Mit zitternden Knien kletterte auch ich auf den Wagen und schlang meine Arme um die Kinder.

»Danke«, brüllte ich nach vorn, wo die beiden Soldaten saßen. »Ich hätte es ohne Sie nicht mehr geschafft!« Meine Zähne schlugen vor Kälte, Angst und Stress aufeinander. Aber ich durfte mir vor den Kindern nichts anmerken lassen. »Na, seht ihr?« Ich rüttelte die armen Kerlchen bei der Schulter. »Das hättet ihr nicht gedacht, was? Eine feine Autofahrt und ein Service bis zum Bahnhof! Jetzt sind wir schneller da als Ida und die anderen!«

»Wir haben den Befehl, die Zivilbevölkerung in Sicherheit zu bringen«, schnarrte der Beifahrer über die Schulter zurück.

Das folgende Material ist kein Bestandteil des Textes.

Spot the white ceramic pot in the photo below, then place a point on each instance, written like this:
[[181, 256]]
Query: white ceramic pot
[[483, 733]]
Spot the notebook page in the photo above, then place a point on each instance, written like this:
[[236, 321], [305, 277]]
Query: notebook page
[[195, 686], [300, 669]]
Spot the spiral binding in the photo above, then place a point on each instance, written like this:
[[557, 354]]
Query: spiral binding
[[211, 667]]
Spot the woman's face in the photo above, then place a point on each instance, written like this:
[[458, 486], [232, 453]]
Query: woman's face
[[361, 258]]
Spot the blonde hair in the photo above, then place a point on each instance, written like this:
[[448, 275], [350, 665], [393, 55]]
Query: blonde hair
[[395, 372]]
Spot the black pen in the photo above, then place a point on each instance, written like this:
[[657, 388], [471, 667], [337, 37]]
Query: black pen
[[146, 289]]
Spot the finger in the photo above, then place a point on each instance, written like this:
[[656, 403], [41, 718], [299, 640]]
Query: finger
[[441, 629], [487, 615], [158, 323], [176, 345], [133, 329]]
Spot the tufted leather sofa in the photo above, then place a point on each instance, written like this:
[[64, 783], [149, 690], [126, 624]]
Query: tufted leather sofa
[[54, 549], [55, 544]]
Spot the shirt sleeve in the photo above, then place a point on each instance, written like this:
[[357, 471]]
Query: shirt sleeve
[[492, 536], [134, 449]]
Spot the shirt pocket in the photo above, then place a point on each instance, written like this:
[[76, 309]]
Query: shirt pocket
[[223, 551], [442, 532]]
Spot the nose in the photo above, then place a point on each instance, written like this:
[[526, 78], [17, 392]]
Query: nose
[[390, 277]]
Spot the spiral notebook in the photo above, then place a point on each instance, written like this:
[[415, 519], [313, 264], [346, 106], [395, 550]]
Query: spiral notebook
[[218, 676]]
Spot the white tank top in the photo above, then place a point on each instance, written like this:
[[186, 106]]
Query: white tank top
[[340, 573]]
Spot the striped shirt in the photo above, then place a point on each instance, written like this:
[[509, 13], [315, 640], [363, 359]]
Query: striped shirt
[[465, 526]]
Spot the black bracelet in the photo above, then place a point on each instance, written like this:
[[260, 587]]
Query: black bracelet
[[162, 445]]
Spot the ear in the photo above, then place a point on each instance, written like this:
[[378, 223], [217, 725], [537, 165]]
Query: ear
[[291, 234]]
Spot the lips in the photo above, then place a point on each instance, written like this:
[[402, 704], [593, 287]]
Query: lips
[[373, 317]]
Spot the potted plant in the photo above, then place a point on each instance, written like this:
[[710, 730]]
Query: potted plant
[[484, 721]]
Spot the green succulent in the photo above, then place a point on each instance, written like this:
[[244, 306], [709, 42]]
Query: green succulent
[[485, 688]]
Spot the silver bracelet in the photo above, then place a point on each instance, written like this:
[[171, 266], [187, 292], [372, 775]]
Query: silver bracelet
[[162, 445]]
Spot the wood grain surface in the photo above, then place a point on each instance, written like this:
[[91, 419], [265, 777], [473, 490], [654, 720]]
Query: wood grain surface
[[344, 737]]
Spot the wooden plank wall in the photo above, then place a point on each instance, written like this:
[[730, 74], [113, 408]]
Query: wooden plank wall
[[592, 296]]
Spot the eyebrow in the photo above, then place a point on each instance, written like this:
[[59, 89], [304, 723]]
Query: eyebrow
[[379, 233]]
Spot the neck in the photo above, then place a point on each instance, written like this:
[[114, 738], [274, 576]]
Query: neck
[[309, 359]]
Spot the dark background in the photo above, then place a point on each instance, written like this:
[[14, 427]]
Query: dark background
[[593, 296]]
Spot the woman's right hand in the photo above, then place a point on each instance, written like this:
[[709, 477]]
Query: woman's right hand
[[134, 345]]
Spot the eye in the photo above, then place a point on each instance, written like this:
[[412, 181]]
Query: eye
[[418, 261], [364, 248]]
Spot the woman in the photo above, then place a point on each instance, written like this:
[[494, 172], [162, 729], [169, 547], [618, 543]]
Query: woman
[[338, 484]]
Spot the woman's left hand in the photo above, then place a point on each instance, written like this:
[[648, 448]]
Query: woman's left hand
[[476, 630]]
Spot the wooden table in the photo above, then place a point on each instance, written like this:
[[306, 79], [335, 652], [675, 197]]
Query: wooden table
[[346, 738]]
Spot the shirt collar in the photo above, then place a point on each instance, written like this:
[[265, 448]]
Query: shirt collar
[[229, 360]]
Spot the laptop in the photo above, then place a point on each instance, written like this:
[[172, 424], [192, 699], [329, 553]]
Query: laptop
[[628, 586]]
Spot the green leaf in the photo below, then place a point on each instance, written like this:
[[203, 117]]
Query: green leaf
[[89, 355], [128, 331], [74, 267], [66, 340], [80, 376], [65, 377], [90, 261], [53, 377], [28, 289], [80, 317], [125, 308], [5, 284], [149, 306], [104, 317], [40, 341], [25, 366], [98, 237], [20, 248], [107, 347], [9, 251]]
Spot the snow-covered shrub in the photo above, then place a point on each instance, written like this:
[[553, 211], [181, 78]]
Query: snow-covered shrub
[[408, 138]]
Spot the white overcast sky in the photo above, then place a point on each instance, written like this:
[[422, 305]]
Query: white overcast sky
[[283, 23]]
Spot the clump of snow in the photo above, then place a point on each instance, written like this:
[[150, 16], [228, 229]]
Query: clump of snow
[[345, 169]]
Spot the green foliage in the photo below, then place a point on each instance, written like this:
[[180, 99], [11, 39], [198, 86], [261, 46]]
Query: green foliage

»Und das ist jetzt keine Wehrkraftzersetzung mehr?« Ich konnte es mir nicht verkneifen, ihm diese Bemerkung durch den Fahrtwind zuzuschreien.

Plötzlich scherte der Jeep aus und bog in einen Feldweg ein. An den inzwischen Tausenden von Flüchtlingen vorbei war wohl kein Weiterkommen mehr. »Haltet euch fest!« Ich presste meine Kleinen an mich und versuchte gleichzeitig, die wertvolle Kiste festzuhalten, die herunterzufallen drohte. Es holperte und rumpelte, und unsere Köpfe stießen an die Stangen, an denen wir uns festkrallten. Von ferne ertönte unverdrossen Kampflärm, Schüsse und Artilleriebeschuss. Der Himmel stand in Flammen.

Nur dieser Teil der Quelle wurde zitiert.